The sulphate scaling productivity decline phenomenon has been long recognized in North Sea reservoirs 3 and in Campos Basin fields of Brazil 4,5,6.
Decision-making on scale prevention, removal and on stimulation of scaled-up wells is based on scale damage prediction provided by reliable mathematical modelling with coefficients determined from laboratory or field data.
Several numerical 7,8,9 and analytical 10,11 models describing sulphate scaling under laboratory and field conditions are available in the literature. Chemical reaction options in commercial simulators allow for sulphate modelling on field scale.
Mathematical models for sulphate scaling contain the reaction rate coefficient characterising the intensity of chemical reaction (so called reaction velocity). The reaction rate coefficient is proportional to flow velocity for small velocities, and the proportionality coefficient is called the kinetics coefficient 12,13,14. The kinetics coefficient is determined by properties of rocks and fluids, by shape of deposit and by thermodynamics conditions.

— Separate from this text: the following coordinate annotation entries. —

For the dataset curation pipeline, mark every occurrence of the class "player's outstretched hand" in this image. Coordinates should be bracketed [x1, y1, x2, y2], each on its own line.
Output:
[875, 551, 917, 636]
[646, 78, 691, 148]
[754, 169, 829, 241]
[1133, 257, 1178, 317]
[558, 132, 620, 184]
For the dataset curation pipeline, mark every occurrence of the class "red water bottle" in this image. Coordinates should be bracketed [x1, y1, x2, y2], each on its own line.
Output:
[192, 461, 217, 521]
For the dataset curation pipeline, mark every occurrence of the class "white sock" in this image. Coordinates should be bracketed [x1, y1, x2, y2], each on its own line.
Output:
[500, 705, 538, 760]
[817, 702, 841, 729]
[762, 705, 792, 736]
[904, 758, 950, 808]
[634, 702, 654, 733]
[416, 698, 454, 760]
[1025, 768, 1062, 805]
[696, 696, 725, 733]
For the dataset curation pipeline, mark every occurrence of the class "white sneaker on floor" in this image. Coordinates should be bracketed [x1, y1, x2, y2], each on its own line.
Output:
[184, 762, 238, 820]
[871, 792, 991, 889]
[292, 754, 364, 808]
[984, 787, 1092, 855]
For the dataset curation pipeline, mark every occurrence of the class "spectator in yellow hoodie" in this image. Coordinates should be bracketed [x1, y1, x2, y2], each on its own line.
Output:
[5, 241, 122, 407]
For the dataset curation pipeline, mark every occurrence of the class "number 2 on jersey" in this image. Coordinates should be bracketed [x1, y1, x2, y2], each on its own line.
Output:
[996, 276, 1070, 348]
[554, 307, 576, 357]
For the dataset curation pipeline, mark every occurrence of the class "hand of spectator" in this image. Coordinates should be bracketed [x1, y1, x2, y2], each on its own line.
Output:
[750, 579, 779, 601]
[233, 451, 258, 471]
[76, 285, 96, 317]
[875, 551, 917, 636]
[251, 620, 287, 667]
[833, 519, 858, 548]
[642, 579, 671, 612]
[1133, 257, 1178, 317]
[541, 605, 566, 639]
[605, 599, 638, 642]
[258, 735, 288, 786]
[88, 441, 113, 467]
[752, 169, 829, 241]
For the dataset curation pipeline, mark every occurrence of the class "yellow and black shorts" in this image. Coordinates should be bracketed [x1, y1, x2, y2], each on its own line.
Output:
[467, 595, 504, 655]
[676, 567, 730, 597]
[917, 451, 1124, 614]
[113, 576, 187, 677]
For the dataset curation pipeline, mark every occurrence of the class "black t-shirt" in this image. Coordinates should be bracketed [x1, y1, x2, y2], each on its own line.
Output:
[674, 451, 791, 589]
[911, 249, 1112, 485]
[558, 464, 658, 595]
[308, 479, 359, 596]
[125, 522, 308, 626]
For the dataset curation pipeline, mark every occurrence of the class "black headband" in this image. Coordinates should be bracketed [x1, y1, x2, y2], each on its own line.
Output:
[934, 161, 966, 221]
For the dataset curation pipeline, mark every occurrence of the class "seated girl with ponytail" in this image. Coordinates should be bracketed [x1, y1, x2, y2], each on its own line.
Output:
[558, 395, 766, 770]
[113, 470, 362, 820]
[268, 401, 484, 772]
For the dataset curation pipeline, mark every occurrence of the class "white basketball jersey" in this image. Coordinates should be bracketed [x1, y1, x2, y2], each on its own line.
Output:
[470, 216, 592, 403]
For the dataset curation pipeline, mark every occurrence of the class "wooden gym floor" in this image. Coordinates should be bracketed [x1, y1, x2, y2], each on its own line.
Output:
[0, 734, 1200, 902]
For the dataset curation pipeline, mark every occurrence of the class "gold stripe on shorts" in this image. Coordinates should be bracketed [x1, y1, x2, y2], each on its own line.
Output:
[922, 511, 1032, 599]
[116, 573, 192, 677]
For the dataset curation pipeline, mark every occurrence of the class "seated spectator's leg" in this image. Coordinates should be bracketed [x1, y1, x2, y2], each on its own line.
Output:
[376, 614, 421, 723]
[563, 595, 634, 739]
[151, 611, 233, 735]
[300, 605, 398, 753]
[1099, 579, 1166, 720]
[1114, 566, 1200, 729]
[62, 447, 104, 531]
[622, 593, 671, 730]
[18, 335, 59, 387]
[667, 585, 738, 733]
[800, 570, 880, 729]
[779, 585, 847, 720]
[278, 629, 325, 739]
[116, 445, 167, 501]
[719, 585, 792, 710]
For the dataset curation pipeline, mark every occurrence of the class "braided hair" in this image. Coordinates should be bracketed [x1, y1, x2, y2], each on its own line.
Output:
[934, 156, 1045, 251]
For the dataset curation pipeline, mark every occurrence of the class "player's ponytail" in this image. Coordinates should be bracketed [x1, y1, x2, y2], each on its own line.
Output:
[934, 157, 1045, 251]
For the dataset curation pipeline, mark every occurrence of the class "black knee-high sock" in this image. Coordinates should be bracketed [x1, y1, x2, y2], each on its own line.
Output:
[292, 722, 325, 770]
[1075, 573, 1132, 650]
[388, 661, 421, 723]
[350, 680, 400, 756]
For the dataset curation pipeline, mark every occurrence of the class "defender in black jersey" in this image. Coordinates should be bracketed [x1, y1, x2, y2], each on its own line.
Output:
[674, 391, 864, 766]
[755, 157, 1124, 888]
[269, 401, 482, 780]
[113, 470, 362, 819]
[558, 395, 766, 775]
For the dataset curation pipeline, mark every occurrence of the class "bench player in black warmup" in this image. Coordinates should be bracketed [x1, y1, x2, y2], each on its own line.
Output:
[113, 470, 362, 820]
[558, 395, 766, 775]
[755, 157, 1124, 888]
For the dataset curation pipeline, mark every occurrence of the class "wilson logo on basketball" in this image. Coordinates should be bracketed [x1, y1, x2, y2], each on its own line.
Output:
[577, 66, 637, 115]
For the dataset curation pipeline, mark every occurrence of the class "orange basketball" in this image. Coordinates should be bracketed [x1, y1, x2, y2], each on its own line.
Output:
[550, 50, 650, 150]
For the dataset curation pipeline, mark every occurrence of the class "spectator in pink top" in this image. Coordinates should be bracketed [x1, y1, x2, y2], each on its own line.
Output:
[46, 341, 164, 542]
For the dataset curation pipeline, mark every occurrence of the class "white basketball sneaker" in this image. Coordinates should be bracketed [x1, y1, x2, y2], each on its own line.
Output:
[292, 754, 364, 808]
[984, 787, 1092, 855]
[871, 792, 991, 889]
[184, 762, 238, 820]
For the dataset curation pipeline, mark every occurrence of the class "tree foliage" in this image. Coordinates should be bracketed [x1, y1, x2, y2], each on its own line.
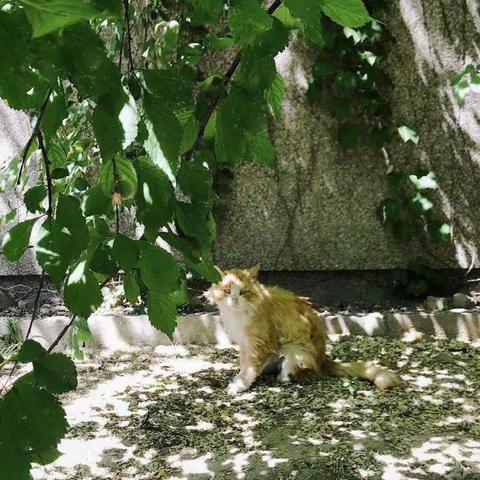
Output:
[0, 0, 371, 479]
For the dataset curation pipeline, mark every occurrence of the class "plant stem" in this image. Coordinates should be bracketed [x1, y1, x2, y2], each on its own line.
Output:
[184, 0, 282, 162]
[17, 88, 52, 185]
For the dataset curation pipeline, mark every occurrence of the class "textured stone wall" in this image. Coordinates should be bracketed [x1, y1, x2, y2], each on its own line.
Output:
[0, 0, 480, 274]
[215, 0, 480, 270]
[0, 101, 39, 275]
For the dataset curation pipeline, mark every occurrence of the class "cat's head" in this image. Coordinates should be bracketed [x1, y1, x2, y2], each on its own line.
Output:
[205, 265, 265, 311]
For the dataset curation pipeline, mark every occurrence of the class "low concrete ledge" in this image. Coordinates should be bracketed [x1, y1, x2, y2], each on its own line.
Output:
[0, 309, 480, 351]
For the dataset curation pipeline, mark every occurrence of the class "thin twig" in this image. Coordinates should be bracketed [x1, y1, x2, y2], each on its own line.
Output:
[185, 0, 282, 161]
[17, 88, 52, 185]
[47, 270, 118, 353]
[112, 158, 120, 235]
[123, 0, 135, 73]
[0, 270, 45, 396]
[37, 130, 53, 217]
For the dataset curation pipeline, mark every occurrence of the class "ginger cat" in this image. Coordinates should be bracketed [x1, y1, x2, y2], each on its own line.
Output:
[205, 266, 399, 395]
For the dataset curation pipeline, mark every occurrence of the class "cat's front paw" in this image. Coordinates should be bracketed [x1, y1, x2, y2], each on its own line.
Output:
[226, 377, 249, 395]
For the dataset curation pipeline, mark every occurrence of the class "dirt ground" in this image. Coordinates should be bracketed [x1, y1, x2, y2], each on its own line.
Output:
[29, 337, 480, 480]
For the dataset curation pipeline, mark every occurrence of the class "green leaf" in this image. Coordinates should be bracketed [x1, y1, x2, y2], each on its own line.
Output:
[249, 130, 275, 168]
[40, 92, 68, 148]
[92, 87, 140, 160]
[113, 235, 140, 272]
[138, 244, 180, 296]
[228, 0, 272, 46]
[408, 172, 438, 190]
[235, 18, 288, 92]
[203, 33, 235, 51]
[2, 218, 37, 262]
[99, 157, 138, 199]
[160, 232, 200, 263]
[0, 381, 67, 452]
[320, 0, 372, 27]
[83, 185, 112, 217]
[33, 353, 77, 393]
[16, 339, 46, 363]
[63, 260, 103, 318]
[143, 93, 182, 177]
[180, 113, 200, 154]
[185, 252, 221, 283]
[35, 218, 73, 283]
[23, 185, 47, 213]
[48, 143, 69, 180]
[190, 0, 224, 25]
[178, 162, 213, 202]
[56, 194, 90, 256]
[265, 73, 285, 120]
[398, 125, 420, 144]
[123, 272, 140, 305]
[143, 66, 195, 112]
[32, 447, 62, 465]
[20, 0, 119, 37]
[215, 87, 266, 165]
[273, 5, 302, 29]
[147, 292, 177, 339]
[135, 157, 175, 230]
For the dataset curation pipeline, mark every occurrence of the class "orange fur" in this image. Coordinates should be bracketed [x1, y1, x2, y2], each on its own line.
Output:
[206, 266, 397, 394]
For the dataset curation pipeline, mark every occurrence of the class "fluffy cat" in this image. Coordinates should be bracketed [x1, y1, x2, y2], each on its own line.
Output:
[205, 266, 399, 395]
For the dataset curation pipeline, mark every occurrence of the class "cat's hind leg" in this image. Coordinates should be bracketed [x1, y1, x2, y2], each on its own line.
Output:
[227, 353, 270, 395]
[277, 343, 319, 383]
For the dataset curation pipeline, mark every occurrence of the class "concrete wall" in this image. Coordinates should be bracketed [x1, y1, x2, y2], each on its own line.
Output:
[215, 0, 480, 270]
[0, 0, 480, 274]
[0, 101, 39, 275]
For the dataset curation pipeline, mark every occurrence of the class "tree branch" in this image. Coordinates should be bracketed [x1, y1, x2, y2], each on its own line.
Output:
[47, 270, 118, 353]
[37, 130, 53, 217]
[17, 88, 52, 185]
[185, 0, 282, 161]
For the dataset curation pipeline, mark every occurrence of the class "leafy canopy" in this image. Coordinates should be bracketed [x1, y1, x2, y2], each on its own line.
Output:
[0, 0, 370, 479]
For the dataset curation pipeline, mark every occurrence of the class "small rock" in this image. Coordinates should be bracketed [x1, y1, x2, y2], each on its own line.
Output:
[425, 296, 447, 312]
[453, 292, 475, 308]
[0, 288, 15, 312]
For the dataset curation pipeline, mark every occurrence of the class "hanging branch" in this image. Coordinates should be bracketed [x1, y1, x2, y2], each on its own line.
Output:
[185, 0, 282, 161]
[0, 127, 52, 395]
[47, 270, 118, 353]
[112, 158, 122, 235]
[37, 130, 53, 217]
[17, 88, 52, 185]
[122, 0, 135, 73]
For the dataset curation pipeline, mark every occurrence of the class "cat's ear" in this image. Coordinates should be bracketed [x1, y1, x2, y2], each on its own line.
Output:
[247, 263, 260, 278]
[214, 265, 225, 278]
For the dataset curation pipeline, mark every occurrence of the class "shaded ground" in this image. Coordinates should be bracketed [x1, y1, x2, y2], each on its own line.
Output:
[30, 338, 480, 480]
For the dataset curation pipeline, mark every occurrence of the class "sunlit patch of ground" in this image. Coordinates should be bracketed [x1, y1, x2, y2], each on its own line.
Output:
[29, 338, 480, 480]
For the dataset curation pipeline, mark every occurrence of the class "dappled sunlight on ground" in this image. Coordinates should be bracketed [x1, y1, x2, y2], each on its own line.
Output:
[33, 338, 480, 480]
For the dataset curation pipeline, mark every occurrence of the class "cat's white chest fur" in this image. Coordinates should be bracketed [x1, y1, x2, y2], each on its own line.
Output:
[219, 305, 252, 348]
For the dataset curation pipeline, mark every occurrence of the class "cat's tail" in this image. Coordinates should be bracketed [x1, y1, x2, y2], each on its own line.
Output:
[322, 357, 400, 390]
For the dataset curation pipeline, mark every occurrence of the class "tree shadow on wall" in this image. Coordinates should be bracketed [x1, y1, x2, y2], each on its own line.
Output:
[387, 0, 480, 268]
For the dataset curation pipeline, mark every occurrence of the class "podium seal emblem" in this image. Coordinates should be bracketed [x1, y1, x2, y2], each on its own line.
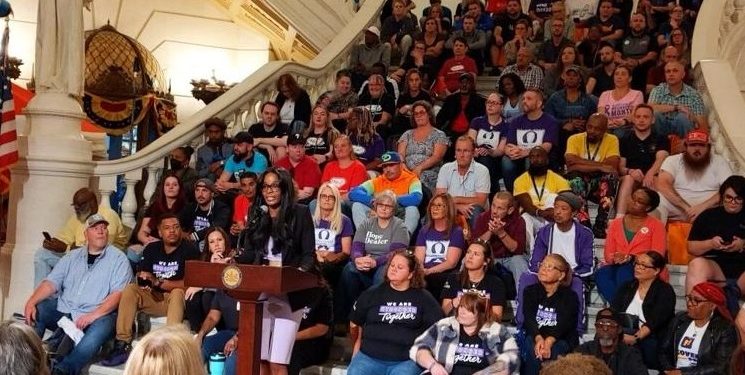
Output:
[222, 265, 243, 289]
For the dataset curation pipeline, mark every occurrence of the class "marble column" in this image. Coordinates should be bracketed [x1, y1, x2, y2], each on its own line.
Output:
[0, 0, 93, 319]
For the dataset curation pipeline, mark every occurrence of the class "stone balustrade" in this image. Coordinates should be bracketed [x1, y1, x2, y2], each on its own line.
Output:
[93, 1, 383, 228]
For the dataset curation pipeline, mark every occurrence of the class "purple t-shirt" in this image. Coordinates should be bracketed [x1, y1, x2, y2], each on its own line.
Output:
[315, 215, 354, 253]
[507, 112, 559, 149]
[416, 225, 466, 268]
[349, 133, 385, 164]
[471, 116, 507, 150]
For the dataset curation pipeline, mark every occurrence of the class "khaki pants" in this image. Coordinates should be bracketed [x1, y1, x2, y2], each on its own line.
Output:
[116, 284, 184, 342]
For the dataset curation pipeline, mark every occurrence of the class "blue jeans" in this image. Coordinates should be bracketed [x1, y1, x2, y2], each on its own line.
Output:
[34, 247, 66, 288]
[202, 329, 235, 372]
[334, 260, 386, 322]
[34, 298, 116, 374]
[347, 351, 422, 375]
[595, 262, 634, 303]
[225, 352, 238, 375]
[352, 202, 419, 235]
[654, 112, 695, 138]
[516, 331, 570, 375]
[494, 255, 528, 287]
[502, 157, 528, 192]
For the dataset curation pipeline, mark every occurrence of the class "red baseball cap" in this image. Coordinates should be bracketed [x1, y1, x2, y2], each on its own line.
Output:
[686, 130, 709, 144]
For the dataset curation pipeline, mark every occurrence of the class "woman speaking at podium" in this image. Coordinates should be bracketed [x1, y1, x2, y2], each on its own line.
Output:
[236, 167, 315, 271]
[226, 167, 331, 375]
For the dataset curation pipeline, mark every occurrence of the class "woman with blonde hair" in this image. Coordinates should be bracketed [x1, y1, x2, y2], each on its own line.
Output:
[347, 107, 385, 170]
[414, 193, 466, 298]
[124, 325, 206, 375]
[0, 320, 49, 375]
[304, 105, 339, 168]
[313, 182, 354, 287]
[409, 291, 519, 375]
[321, 134, 369, 204]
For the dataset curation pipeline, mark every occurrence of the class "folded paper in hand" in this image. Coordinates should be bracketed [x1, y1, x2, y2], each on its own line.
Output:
[57, 316, 85, 345]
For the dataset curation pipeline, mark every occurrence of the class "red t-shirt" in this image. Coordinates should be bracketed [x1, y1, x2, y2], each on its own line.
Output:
[438, 56, 478, 93]
[233, 194, 251, 224]
[321, 160, 368, 194]
[277, 155, 321, 189]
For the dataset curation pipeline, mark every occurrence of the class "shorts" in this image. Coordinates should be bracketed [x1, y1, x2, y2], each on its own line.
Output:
[707, 254, 745, 280]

Another governing parameter is the formation damage coefficient reflecting permeability decrease due to salt precipitation 15. The formation damage coefficient also depends on rock and fluid properties. Like permeability or capillary pressure, the kinetics and formation damage coefficients cannot be predicted theoretically for real rocks and fluids.
Scale deposition profile during coreflood is non-uniform because the reagent concentrations decrease along the core due to chemical reaction. So, the sulphate scaling coefficients cannot be directly measured in reactive coreflood tests.
The same applies to scale deposition around production wells.
Therefore, the coefficients must be determined from either laboratory or field data by solution of inverse problems.